Posted in Books, History, Law, Media Archive, Monographs, Passing, United States on 2009-11-17 19:23Z by Steven

Property Rites: The Rhinelander Trial, Passing, and the Protection of Whiteness

University of North Carolina Press
April 2009
408 pages
6.125 x 9.25, 10 illus., notes, bibl., index
Cloth ISBN  978-0-8078-3268-4
Paper ISBN  978-0-8078-5939-1

Elizabeth M. Smith-Pryor, Assistant Professor of History
Kent State University

In 1925 Leonard [Kip] Rhinelander, the youngest son of a wealthy New York society family, sued to end his marriage to Alice [Beatrice] Jones, a former domestic servant and the daughter of a “colored” cabman. After being married only one month, Rhinelander pressed for the dissolution of his marriage on the grounds that his wife had lied to him about her racial background. The subsequent marital annulment trial became a massive public spectacle, not only in New York but across the nation—despite the fact that the state had never outlawed interracial marriage.

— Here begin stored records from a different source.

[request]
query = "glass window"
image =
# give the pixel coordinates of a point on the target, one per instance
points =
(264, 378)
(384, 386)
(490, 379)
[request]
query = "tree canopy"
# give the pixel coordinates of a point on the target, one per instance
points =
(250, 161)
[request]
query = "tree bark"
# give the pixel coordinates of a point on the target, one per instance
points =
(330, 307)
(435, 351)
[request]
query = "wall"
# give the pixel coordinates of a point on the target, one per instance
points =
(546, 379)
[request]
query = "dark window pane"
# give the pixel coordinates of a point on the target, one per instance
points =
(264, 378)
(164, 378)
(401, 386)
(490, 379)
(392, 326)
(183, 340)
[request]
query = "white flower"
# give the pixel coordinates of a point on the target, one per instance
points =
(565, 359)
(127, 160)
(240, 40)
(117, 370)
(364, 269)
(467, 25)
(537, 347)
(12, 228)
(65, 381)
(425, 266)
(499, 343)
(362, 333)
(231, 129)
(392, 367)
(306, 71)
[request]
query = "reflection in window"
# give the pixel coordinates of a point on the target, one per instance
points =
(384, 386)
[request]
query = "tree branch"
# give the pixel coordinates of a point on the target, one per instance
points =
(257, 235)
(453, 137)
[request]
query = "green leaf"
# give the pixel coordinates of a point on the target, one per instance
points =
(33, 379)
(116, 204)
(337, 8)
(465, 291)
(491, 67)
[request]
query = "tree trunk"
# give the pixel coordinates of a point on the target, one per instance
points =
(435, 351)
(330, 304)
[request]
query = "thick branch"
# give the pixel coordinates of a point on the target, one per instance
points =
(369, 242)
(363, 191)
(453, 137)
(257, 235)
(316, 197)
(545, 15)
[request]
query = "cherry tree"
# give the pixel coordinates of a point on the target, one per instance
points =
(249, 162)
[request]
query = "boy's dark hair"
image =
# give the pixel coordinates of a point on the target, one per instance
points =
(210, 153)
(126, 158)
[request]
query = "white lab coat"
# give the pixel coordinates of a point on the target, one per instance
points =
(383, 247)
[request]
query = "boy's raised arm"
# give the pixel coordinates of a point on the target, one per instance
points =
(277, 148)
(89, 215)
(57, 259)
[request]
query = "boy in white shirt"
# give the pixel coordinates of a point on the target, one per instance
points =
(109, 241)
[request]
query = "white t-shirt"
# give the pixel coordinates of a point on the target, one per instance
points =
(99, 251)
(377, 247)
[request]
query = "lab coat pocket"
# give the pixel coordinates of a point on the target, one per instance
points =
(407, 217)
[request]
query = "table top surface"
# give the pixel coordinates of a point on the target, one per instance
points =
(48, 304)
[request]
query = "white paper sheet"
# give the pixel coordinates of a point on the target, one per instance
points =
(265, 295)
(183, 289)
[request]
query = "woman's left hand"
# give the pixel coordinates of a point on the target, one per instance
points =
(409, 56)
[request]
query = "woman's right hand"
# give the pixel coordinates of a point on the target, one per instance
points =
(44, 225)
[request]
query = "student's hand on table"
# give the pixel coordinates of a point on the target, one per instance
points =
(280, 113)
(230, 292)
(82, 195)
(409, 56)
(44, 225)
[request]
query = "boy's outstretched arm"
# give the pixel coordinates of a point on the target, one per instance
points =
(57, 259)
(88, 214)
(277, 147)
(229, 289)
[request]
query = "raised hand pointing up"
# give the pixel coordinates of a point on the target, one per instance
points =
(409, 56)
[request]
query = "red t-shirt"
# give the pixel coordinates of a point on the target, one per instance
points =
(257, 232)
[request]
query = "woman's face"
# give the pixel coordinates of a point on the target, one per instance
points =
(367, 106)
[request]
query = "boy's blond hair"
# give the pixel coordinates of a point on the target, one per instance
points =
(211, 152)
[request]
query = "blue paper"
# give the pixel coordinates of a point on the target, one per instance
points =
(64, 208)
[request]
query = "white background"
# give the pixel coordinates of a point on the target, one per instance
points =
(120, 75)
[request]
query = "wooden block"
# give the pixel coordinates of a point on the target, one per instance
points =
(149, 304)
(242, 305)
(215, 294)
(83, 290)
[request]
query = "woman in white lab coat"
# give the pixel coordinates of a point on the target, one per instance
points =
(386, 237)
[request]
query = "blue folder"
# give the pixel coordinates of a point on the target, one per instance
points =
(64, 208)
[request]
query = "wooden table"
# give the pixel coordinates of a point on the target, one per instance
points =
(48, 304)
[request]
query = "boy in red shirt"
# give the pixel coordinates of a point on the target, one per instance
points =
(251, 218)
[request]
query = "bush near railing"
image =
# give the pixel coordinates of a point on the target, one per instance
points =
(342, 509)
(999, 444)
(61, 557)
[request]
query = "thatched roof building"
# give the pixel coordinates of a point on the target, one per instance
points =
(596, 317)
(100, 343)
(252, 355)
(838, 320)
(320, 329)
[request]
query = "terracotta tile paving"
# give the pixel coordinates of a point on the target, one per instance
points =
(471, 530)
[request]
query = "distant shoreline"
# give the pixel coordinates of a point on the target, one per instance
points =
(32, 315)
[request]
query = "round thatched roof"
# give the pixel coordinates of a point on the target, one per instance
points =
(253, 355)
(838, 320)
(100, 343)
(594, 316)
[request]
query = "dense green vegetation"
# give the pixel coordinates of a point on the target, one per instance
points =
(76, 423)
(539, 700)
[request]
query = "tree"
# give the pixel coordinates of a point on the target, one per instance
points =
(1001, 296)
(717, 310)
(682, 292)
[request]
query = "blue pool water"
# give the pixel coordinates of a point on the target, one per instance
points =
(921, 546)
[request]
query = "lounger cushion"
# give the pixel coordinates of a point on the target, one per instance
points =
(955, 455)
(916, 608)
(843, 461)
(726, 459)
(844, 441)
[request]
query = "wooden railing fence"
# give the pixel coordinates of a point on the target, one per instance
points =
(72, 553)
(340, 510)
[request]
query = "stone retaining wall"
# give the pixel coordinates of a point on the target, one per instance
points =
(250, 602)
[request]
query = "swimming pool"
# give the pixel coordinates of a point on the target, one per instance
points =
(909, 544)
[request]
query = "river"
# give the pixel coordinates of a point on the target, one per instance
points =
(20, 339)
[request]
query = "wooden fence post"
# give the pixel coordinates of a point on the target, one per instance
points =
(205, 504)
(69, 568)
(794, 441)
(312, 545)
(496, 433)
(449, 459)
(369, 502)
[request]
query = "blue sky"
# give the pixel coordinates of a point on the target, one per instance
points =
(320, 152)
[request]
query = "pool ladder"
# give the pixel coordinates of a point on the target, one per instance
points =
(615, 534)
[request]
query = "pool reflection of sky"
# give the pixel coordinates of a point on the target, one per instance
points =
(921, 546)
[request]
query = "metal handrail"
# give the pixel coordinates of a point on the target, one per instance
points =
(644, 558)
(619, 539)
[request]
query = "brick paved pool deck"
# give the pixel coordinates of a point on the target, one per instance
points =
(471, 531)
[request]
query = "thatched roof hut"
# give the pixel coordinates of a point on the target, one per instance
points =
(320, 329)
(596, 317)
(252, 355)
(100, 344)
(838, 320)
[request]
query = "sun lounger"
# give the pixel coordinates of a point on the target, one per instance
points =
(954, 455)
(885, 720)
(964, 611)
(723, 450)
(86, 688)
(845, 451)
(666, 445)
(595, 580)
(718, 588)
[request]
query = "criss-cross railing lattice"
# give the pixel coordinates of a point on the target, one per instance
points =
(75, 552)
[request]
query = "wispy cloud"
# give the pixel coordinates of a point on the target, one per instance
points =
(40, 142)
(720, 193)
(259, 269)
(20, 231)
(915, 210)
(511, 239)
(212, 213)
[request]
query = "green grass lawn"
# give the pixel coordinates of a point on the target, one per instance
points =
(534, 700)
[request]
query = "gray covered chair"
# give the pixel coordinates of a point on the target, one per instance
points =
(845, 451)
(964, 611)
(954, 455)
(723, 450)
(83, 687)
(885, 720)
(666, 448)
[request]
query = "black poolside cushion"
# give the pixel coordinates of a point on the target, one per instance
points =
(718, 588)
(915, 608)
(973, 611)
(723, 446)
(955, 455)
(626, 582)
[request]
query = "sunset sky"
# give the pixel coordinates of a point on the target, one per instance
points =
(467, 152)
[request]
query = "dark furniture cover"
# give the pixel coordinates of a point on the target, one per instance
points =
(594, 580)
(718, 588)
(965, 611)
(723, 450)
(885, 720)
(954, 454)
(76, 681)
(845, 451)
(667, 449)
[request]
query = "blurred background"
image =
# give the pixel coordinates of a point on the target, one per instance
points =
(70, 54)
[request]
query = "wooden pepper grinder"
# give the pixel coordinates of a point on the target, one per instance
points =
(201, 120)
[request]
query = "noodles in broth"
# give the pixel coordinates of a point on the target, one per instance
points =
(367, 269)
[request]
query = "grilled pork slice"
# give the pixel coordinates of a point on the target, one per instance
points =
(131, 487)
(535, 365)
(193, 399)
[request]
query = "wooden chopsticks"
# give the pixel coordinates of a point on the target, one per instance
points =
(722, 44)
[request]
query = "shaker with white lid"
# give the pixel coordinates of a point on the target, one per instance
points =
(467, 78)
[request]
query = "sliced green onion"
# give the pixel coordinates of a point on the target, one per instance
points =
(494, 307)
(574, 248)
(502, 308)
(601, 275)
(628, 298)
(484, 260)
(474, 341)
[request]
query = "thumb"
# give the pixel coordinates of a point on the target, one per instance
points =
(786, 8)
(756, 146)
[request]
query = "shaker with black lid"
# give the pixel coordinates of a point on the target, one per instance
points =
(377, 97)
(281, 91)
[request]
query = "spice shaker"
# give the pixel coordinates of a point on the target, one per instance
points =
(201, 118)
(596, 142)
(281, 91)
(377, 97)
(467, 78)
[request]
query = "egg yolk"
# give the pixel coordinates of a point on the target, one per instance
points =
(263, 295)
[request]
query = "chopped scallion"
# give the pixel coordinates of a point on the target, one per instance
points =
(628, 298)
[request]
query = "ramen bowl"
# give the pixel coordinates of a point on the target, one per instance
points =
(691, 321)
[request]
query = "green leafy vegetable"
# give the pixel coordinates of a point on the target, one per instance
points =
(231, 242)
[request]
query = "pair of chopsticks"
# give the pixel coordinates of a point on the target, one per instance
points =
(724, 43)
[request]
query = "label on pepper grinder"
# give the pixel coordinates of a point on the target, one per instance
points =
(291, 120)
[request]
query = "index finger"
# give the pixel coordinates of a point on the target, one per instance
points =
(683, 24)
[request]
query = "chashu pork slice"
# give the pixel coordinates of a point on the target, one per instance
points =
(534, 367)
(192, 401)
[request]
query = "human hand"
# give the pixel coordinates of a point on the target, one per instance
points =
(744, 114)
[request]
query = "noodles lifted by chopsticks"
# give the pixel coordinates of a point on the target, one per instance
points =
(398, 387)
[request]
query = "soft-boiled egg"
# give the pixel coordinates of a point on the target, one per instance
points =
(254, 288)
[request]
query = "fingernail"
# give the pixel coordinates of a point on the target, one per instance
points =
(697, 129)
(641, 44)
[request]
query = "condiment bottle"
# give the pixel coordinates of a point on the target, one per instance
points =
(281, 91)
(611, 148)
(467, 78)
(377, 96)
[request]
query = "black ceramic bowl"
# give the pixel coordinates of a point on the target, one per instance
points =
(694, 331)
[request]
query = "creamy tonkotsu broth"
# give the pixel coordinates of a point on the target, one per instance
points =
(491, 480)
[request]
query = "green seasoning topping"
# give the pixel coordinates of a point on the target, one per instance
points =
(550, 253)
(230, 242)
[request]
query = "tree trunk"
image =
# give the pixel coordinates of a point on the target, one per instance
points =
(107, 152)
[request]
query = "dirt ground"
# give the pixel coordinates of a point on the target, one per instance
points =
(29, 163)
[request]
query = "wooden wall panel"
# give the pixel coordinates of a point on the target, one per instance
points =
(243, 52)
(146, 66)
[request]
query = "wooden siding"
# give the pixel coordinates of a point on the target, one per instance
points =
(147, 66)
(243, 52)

Elizabeth Smith-Pryor makes extensive use of trial transcripts, in addition to contemporary newspaper coverage and archival sources, to explore why Leonard Rhinelander was allowed his day in court. She moves fluidly between legal history, a day-by-day narrative of the trial itself, and analyses of the trials place in the culture of the 1920s North to show how notions of race, property, and the law were—and are—inextricably intertwined.